昔、丹田呼吸をやっていた頃は、段々に肚が据わり、自分が強くなって来たような気がしていた。

しかし、それは“我”が強くなっていたのであり、てめぇ、斬るぞ、という態度で人相も目付きも悪くなっていたように思う。

新宿を歩いていたとき、向こうから来る人たちが次々と道を開けてくれたのを今でも覚えている。
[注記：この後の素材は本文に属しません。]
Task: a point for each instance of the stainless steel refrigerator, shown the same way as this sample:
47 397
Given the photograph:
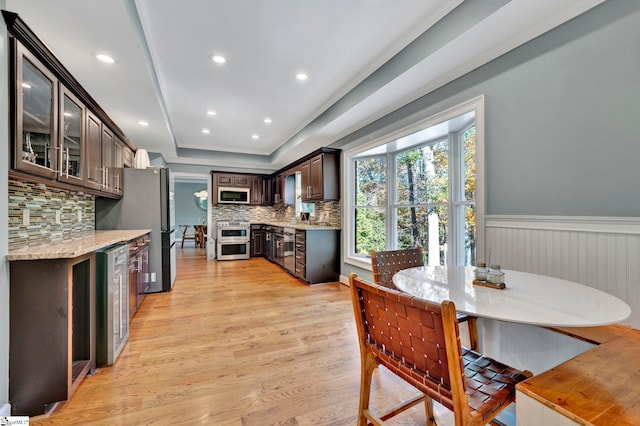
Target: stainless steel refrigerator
148 203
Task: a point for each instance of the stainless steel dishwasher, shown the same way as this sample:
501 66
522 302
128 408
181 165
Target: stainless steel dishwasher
112 302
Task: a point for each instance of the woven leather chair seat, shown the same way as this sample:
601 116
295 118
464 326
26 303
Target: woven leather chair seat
419 341
385 264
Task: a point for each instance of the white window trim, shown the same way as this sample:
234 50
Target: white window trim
475 104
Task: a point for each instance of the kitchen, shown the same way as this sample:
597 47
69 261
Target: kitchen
519 215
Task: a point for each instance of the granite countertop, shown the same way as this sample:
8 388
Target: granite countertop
91 241
304 227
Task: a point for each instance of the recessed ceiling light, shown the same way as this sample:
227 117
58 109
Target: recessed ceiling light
105 58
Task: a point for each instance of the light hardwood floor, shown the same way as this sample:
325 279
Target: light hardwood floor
235 343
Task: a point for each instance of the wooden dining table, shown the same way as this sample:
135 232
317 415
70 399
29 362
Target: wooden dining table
527 299
201 235
598 384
あのときもしチンピラと行き逢っていたらどうなっていたかと思うとゾッとする。

いつ死んでも良いと思っていたし、邪悪なものは叩っ斬ってやろうと思っていた。

そう思って毎日木刀を振っていた。

幕末の龍馬でなく新撰組の心持ちに近かったろうと思う。

これもまたのび太がジャイアンになって行く典型であった。

入って来た“気”を自分のものだと思って過信する。

自我は肥大し、慢心し、自分が強くなったと思い込む。

そうではない。

自分はどこまでいっても凡夫、無力・無能・非力なままなのだ。

そう思い上がることができること自体が愚かな証しである。

その力が本来、他力であること、借りものであることを忘れてはならない。

凡夫が運良く龍にまたがらせてもらっているだけのことであり、自分が龍であると勘違いしてはならないのだ。

自力で思い上がって強くなった気になるか

他力に助けられて勁くなっていることを自覚するか

それが決定的な分かれ目となる。

以前、小心者でビビリの青年が二人いた。

二人とも丹田呼吸で自分が強くなったと過信した。

私がその過信を指摘したところ

Aくんは再びビビって来なくなってしまい

Bくんは素直に内省し、本当の意味で勁くなって行った。

ここでもまた「情けなさの自覚」と「成長への意欲」の有無が試されるのである。

丹田呼吸の本意、掴むべし。

 

 

 

◆追伸

我らが北勝旺、令和最初の夏場所は1勝1敗、奮闘中です。